Ginevra – Danielle de Niese
Dalinda – Jael Azzaretti
Polinesso – Vivica Genaux
Ariodante – Caitlin Hulcup
Lurcanio – Topi Lehtipuu
Il re di Scozia – Olivier Lallouette

At this time yesterday the name Caitlin Hulcup was probably familiar to only a minority of opera goers, (for the record she was the winner of Opera Foundation Australia’s 2002 Scholarship and since then her career has made unobtrusive, steady progress) but last night she became the toast of the Handelian connoisseurs in a packed Barbican Hall. 

Caitlin Hulcup

For a relatively unknown singer to step in for the indisposed Angelika Kirschschlager in the title role of Ariodante at a day or so’s notice is a daunting prospect. To do so with poise in a semi-staged concert, without the safety net of the score in front of her, made Hulcup’s achievement spectacular.

She made a slightly tentative start, but once her big coloratura opening aria Con l’ali di costanza alza il suo volo amor was safely out of the way she settled and her performance gained in stature and confidence from that moment on. Her voice is particularly rich and well rounded in the lower register, showing to very fine advantage in the plaintive Scherza infida in grembo al drudo, and she made good use of her commanding stage.

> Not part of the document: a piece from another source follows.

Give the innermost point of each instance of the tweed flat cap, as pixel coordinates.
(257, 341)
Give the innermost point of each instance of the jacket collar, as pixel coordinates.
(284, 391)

Danielle de Niese is always one of the most alluring of heroines, and on this occasion she broadened her range of emotions to encompass Ginevra’s despair and madness.  Musically, she takes a few liberties, but on stage it is the totality of her performance that sweeps all before her. More vocal fireworks came from Vivica Genaux as the villain Polinessa, and she prowled the stage with predatory intensity. 

The second pair of lovers, Jael Azzaretti (Dalinda) and Topi Lehtipuu (Lurcanio), produced glittering coloratura and a gorgeous blend of voices in their final duet, sung on their knees as they edged closer to each other from opposite sides of the stage. 

I could find no credit in the programme for the staging, but the concert was presented in association with the Theatre des Champs-Elysee where it has completed a short run (in which Miss Kirschschlager was able to appear) in a fully staged and costumed version directed by Lukas Hemleb.  Whether or not he was also responsible for the Barbican’s staging, it was extremely well done, and made full use of the acting skills of the cast.

Ariodante was the first opera Handel wrote for the Covent Garden Theatre with its resident dance company. He added a ballet sequence at the end of each of the three acts and, and with an unusually high proportion of the story being set in the open air, he was also able to indulge in his fondness for pastoral music. Both these factors contribute to a very rich orchestral score. Christophe Rousset and Les Talens Lyriques took full advantage, both basking in the glorious Notte con lume di luna prelude and giving a very graphic account of the conflict between Ginevra’s good and bad dreams.